工藤庸子, 放送大学教授,
eternel imparfait

政教分離あれこれ+シャンソンの教材

2009年 11月 26日

「閲覧室」の『フランスの政教分離』につづく企画として、ルネ・レモンの『ライシテの創造 ― 一七八九年から未来に向けて』René Rémond, L’Invention de la laïcité française, De 1789 à demain を翻訳し、長い訳者解説(のようなもの)を書いて、さらに伊達聖伸さんに用語解説(のようなもの)を作ってもらい、3点セットで書物にしようと考えています。伊達さんは、ジャン・ボベロのもとで博士号を取得した新進気鋭の研究者。原稿用紙換算で、原著240枚、訳者解説140枚、用語解説がすでに100枚以上という配分ですから、また、好きなことやってますね、といわれそう。

男と女の話が片鱗も出てこない本を出すのは、なにしろ生まれて初めてなのです。ルネ・レモンは、1905年の「政教分離法」によって排除されたカトリック教会の立場から考える。しかも分析の視点は、政治史+法解釈です。苦労をしましたが(きっと穴だらけでしょうけれど)、たしかに「ライシテ」とは「法制度」の問題であるはずで、新しい世界を垣間見ましたね。法学部を卒業して、大学院で仏文を専攻した長年の友人に、思わずこんな質問をしてしまいました──あなた、どうして法学部やめちゃったの? 面白いじゃないの…。

苦労はほかにもありました。出版社探し。三度目の正直でお引き受けくださった出版社の社長に、あ、表紙に「フランス」と入れたら売れませんよ、といわれて、そうか、これは貴重なご意見をいただいた、と肝に銘じた次第です。

「フランス」では売れない──そう、皆さん、これは肝に銘じておきましょう! だったら「フランスだけ」ではないという話にすればいいのでしょう? というわけで、訳者解説のようなものは「政教分離あれこれ」という精神で、ひたすら調べ、考えながら書きました(もちろん穴だらけ)。構成は以下の通り。
  1.フランス共和国は「特殊」なのか
  2.アメリカ式政教分離と神の「居場所」
  3.ケベックという参照点
  4.ライシテとムスリム

まだ入稿もしてない本の宣伝をするなど、はしたないようではありますが、伊達さんから送られてきた力作を読みながら、コラボレーションのアイデアを練っているところなので、頭は「ライシテ」にどっぷりです。

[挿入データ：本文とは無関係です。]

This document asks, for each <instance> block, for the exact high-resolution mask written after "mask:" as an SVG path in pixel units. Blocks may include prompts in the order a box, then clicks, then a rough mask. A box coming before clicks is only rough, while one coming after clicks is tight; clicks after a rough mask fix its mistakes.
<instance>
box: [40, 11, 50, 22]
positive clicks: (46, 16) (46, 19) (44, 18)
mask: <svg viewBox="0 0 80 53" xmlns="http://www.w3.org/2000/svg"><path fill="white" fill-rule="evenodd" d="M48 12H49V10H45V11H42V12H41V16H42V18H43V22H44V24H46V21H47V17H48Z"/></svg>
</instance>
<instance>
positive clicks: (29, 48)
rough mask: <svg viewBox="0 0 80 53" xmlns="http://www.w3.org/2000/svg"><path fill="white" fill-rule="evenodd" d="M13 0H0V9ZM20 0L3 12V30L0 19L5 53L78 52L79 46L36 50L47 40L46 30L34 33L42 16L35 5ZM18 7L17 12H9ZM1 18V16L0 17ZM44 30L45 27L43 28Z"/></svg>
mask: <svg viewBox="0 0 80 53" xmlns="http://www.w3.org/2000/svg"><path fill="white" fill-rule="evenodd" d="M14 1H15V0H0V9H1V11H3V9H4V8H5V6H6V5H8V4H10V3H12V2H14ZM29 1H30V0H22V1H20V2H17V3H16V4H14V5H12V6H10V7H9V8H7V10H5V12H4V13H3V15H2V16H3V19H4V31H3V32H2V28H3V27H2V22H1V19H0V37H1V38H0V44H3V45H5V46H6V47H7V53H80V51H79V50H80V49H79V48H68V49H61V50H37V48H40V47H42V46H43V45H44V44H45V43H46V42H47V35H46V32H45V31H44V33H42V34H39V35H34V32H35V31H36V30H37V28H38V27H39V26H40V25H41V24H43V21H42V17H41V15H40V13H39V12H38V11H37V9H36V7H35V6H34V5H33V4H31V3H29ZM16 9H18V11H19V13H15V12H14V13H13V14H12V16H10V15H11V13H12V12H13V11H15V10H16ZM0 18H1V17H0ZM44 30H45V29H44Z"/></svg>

その一方で、これ以上HPの更新を遅らせることができない理由があるので、本日はこれまで。

その理由とは、12月5日(土)と6日(日)の面接授業「シャンソンで学ぶフランス語」の教材を1週間前にアップすると予告してあるからなのですが、ここで気分転換にパリ国際大学都市の眼に沁みるような紅葉を…。


パリ国際大学都市'

K.NAKATA

さて、教材です。シャンソンを選ぶのは、担当講師の笠間直穂子さん。今年のテーマは? わたしも彼女の選曲を楽しみにしています。曲の解説は二人で、ヴァセルマンさんがフランス語でテクスト分析、それから発音練習、という贅沢なメニューです。世田谷学習センターで、毎年、クリスマス番組の気分でやっております。